Are there character escapes for SQL, to protect against stuff like that?
Comment on Life isn't easy if your last name is 'Null' as it still breaks database entries the world over
solrize@lemmy.world 3 months ago
/me changes name to '); DROP TABLE STUDENTS; –.
ZILtoid1991@lemmy.world 3 months ago
solrize@lemmy.world 3 months ago
Yes but it’s a dangerous process. You should use paramatrized queries instead.
sugar_in_your_tea@sh.itjust.works 3 months ago
Yup, then it becomes a front-end problem to deal with wonky input. As a backend dev, this is ideal.
purplemonkeymad@programming.dev 3 months ago
Use parameters, that way data and queries are separate.
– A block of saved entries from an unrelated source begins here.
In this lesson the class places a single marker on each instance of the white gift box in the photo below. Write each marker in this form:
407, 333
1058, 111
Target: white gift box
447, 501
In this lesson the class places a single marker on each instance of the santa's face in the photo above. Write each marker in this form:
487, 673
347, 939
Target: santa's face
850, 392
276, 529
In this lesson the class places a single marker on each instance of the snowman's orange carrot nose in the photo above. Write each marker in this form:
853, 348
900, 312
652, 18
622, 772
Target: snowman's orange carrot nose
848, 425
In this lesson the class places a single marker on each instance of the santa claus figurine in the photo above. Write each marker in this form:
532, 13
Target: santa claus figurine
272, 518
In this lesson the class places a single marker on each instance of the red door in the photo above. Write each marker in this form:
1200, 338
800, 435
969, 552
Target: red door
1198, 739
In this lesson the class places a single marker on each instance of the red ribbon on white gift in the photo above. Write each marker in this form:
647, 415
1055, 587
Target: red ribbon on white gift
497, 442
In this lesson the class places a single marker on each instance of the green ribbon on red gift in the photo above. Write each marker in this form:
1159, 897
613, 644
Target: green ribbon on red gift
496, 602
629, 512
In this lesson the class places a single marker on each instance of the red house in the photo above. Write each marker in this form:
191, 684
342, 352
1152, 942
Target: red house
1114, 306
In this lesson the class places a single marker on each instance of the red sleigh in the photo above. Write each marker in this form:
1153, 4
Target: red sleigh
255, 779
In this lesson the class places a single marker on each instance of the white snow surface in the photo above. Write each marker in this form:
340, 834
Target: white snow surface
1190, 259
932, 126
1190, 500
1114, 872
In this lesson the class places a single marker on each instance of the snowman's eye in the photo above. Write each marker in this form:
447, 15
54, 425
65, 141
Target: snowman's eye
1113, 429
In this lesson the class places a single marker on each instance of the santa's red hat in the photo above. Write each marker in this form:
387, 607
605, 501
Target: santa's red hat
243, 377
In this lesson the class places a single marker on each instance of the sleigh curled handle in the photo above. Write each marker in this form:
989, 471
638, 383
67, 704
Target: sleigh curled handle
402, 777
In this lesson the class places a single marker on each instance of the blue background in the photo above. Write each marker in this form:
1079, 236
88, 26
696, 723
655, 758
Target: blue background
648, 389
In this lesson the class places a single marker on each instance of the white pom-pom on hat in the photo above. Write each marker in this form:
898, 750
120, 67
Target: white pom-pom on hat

Septimaeus@infosec.pub 3 months ago
Input sanitation typically handles this as a string that only includes characters supported by the data type of the table in question. While in transit, the strings might be escaped at certain stages, such as via URL encoding. Though this is considered poor practice in many applications, it’s not uncommon to see. The point, however, is to prevent the evaluation of inputs as anything other than their intended type, whether or not reserved characters are present.
sugar_in_your_tea@sh.itjust.works 3 months ago
Only noobs get hit by this (called SQL injection). That’s why we have leads review code…
funkajunk@lemm.ee 3 months ago
Oh. Yes. Little Bobby Tables, we call him.